The young babies - five from one nest and four from another - are being hand-fed until they are strong enough to eat on their own, according to a story by WSU News Center's Linda Weiford. The first four were brought to WSU on April 13 at roughly 1-week-old. Just four days later, the second group arrived at only a few days old.
"We’ve had great horned babies before, but in 10 years I’ve never had any this young,” said veterinarian Nickol Finch, who oversees WSU’s Raptor Rehabilitation Center. "Pretty much all they’re doing is eating and sleeping.”
It’s rare for humans to get a glimpse of baby great horns. Their parents usually nest high up in trees and are aggressive protectors of their young. Considering the owls possess talons powerful enough to cart off animals five times their weight, most people are wise enough to keep their distance.
As for WSU’s nine owlets, the first four survived a fall to the ground near Colton after someone unknowingly cut down a tree where they were nesting, said Finch. The younger ones were brought to a veterinarian in Lewiston and then transported to WSU after their nest was destroyed inside a chimney during a home remodel.

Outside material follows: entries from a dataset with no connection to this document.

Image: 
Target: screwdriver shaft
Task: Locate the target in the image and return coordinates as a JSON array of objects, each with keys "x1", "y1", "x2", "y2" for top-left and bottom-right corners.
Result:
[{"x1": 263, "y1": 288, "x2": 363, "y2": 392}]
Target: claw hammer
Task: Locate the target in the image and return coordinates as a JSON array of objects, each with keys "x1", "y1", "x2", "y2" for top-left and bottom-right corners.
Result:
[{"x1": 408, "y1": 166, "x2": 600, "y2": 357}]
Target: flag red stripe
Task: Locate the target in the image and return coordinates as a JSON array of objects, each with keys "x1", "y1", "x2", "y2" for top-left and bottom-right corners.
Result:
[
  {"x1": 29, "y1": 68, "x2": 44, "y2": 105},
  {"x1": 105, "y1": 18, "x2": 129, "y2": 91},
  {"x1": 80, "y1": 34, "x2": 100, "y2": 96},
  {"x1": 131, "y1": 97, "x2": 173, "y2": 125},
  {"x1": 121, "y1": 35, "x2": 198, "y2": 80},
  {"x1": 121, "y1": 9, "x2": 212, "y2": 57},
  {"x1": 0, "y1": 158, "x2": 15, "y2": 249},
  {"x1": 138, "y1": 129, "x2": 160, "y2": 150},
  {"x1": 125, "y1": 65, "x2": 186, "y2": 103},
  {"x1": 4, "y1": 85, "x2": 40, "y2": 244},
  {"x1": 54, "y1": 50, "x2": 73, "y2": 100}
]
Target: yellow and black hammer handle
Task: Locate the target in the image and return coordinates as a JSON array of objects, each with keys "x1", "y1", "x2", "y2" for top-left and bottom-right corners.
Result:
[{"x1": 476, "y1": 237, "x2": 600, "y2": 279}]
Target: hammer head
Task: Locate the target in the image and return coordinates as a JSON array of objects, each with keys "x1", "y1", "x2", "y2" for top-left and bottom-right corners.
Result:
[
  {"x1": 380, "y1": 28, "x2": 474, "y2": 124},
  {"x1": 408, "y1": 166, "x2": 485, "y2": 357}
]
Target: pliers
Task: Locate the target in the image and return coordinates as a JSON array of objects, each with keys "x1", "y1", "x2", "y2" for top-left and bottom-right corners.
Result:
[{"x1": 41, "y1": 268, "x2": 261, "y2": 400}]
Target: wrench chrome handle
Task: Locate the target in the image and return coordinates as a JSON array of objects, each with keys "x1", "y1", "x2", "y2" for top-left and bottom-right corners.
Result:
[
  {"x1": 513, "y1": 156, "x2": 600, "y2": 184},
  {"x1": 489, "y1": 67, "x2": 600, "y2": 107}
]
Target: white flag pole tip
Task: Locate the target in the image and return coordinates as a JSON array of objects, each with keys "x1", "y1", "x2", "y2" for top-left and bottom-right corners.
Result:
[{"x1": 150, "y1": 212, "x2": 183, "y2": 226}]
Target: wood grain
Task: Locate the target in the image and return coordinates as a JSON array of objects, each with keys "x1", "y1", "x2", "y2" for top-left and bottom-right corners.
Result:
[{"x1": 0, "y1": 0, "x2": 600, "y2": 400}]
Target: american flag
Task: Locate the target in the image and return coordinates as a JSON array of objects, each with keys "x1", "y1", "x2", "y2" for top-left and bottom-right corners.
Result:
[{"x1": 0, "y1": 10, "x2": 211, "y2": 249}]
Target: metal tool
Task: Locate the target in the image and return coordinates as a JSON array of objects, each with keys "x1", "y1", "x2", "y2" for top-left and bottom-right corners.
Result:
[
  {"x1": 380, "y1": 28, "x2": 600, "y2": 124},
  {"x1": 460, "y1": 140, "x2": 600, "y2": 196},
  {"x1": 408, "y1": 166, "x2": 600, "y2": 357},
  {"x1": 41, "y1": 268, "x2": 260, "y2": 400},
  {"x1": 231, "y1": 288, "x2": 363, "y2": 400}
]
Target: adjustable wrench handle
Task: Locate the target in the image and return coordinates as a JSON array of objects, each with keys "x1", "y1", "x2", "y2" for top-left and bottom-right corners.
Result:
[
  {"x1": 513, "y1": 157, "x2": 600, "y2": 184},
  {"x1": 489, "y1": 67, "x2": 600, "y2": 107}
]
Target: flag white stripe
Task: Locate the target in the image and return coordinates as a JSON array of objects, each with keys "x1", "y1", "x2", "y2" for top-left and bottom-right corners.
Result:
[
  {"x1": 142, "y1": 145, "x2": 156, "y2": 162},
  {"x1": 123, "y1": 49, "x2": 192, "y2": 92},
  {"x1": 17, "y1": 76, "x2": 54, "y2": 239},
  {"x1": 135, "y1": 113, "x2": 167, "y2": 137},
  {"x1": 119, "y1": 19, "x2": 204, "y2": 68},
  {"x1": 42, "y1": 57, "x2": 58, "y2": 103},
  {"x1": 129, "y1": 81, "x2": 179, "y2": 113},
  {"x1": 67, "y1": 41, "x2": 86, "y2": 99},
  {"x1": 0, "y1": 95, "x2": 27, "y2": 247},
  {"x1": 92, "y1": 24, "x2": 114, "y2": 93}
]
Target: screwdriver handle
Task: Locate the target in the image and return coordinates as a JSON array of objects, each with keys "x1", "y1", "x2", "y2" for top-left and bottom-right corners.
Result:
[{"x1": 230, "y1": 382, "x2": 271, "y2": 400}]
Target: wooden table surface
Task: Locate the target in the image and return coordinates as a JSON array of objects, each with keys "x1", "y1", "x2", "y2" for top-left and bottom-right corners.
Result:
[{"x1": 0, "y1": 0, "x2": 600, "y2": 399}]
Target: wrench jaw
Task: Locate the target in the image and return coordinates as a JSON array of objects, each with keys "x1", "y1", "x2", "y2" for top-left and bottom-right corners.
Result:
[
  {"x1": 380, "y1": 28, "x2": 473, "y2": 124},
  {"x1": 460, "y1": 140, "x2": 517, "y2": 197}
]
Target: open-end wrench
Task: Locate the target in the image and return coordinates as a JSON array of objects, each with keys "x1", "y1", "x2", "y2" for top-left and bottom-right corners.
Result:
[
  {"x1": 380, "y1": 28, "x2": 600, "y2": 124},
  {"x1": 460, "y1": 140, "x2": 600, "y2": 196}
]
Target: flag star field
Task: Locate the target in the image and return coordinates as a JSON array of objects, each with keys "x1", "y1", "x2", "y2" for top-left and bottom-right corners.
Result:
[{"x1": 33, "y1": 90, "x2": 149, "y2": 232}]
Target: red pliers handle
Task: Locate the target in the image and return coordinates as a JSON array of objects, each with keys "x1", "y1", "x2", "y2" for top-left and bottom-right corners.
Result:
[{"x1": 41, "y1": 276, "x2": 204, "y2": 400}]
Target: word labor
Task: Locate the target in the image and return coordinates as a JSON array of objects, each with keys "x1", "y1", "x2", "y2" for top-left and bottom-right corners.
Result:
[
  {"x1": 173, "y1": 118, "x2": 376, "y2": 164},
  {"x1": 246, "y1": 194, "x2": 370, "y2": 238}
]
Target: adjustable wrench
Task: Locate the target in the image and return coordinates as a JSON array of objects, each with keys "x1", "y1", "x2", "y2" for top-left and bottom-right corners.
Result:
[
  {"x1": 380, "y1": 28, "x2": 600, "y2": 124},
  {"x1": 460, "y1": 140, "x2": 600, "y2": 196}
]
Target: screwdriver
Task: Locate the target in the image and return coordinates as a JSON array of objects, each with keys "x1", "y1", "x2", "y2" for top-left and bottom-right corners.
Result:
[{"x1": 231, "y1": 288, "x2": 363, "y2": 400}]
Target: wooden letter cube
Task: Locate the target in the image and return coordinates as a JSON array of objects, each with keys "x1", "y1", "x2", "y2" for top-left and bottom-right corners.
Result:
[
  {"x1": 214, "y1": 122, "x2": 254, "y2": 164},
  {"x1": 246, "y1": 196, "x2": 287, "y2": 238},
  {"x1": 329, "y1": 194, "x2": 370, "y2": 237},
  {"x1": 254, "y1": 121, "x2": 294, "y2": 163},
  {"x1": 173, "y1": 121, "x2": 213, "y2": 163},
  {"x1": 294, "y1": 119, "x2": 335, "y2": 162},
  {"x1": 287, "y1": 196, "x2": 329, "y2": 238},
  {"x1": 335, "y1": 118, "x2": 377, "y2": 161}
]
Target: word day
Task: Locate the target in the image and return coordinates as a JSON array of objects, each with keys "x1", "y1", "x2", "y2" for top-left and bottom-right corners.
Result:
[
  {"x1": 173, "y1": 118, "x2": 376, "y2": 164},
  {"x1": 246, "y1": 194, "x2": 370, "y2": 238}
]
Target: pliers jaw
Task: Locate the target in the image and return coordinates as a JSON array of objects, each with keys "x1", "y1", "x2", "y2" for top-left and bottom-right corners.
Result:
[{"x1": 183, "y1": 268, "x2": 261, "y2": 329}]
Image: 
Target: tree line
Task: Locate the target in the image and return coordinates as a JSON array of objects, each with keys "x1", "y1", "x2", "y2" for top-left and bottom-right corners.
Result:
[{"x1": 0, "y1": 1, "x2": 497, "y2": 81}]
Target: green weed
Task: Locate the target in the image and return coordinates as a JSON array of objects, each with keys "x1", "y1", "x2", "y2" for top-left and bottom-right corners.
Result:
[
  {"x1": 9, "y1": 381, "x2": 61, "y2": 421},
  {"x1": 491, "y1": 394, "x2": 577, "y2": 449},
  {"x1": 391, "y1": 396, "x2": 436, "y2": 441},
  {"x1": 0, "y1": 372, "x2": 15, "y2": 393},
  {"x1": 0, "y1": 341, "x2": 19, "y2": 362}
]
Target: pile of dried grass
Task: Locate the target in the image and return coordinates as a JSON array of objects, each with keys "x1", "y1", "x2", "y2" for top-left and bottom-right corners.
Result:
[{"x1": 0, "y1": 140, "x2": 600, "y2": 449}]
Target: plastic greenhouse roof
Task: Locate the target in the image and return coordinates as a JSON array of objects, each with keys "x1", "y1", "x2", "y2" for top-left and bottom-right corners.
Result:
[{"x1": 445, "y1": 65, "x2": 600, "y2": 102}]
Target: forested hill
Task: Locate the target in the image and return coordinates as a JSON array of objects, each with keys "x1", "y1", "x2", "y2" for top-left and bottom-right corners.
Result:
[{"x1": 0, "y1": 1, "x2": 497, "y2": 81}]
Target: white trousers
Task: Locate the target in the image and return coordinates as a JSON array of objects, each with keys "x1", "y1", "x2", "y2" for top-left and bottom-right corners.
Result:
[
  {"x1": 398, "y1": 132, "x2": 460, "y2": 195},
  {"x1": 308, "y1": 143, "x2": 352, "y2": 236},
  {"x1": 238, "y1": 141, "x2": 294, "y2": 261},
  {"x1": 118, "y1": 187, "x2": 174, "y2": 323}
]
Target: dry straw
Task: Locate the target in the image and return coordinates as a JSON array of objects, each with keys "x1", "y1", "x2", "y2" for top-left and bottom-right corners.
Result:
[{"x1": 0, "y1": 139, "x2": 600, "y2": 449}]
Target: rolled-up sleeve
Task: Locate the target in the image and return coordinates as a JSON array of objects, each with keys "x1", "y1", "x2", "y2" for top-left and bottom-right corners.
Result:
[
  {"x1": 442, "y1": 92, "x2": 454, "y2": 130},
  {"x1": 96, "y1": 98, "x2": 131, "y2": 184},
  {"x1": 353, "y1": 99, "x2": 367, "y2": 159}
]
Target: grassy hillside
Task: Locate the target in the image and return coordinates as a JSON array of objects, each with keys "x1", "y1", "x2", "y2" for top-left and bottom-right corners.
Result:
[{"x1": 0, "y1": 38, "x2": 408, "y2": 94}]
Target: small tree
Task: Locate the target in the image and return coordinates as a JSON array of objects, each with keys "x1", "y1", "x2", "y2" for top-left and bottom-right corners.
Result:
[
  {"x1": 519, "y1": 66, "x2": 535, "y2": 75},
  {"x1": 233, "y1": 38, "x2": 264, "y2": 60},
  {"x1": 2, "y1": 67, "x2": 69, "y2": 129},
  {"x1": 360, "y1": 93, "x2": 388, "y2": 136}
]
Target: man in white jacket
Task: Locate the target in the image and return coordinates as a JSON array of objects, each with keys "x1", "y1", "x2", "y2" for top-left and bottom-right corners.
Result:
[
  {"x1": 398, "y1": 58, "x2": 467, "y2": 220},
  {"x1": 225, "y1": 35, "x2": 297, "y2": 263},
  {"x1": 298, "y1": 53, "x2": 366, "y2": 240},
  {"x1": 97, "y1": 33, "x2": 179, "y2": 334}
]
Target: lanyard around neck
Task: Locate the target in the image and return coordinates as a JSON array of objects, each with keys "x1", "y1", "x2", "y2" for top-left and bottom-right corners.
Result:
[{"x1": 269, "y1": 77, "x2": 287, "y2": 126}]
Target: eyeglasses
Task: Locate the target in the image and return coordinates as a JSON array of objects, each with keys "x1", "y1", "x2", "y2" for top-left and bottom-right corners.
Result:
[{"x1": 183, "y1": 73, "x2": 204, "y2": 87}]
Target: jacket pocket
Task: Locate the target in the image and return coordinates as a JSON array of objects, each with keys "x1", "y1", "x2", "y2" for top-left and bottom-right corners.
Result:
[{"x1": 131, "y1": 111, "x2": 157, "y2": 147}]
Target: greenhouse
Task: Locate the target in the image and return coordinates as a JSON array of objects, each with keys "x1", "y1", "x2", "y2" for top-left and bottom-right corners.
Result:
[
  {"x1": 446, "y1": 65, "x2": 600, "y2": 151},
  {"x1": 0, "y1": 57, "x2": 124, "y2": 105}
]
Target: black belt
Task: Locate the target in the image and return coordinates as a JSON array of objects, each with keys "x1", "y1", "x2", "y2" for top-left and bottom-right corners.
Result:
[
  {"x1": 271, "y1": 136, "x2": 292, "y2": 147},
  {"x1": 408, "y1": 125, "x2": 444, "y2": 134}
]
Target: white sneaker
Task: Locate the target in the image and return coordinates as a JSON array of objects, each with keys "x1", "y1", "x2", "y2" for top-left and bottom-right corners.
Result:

And so, with help from Finch and WSU students who feed them three times a day, these fuzzy critters - weighing less than an avocado - will one day stand two feet tall and sport a four-foot wingspan.
With their fierce hunting skills, yellow cat-like eyes and tufts resembling pointy ears, how fitting that great horns are nicknamed "winged tigers.” Also consider that, perched atop a tall tree in darkness, they can spot rodents, rabbits and snakes. Additionally, they are one of the few creatures that prey on skunks, according to the website of the Peregrine Fund’s World Center for Birds of Prey, located in Boise, Idaho.